Em segundo lugar, lembremos que, conforme as análises feitas no último capítulo nos permitiram perceber, a cultura funciona como um argumento de consenso. Ela é a justificativa para a mudança na designação Centro de

Estudos Brasileiros para Centros Culturais Brasileiros. É também ela que, como

vimos, irrompe como pré-construído de diferentes posições discursivas: a despeito das distintas representações sobre o leitorado, esse é, invariavelmente, concebido como um cargo de representação cultural. Também é significativo o fato de que, em nenhum documento oficial do Itamaraty, apareça o termo “política linguística” – embora a expressão “política cultural” por vezes seja empregada.

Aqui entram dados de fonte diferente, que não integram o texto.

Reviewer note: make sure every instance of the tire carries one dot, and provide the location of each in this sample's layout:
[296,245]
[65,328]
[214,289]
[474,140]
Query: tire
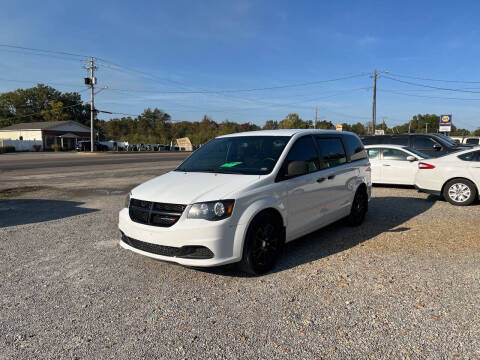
[359,207]
[460,192]
[263,244]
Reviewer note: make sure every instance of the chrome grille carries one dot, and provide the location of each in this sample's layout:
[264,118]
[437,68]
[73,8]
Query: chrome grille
[155,214]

Ora, o apelo à cultura tende a produzir um silenciamento do fato de que as ações para divulgação do português vinculam-se a interesses – geopolíticos, econômicos e comerciais – da política externa do Estado brasileiro. Em conformidade com o que teoriza Varela (2006) sobre o conceito de política

linguística exterior (cf. seção 2.2. do capítulo I), a divulgação do português e da

cultura brasileira não encontra, portanto, sua finalidade em si própria – ainda que, frequentemente, esse seja o efeito produzido por certos discursos oficiais. O apagamento do político que está no cerne das ações em questão – como se essas fizessem parte tão somente de uma política de divulgação cultural – faz parte de seu próprio funcionamento. Nas palavras de Ribeiro (1989, p. 25), “quanto menos óbvia a vinculação com eventuais prioridades de Governo, mais eficiente a política cultural”. É sobre esse funcionamento silencioso que nos deteremos na próxima seção.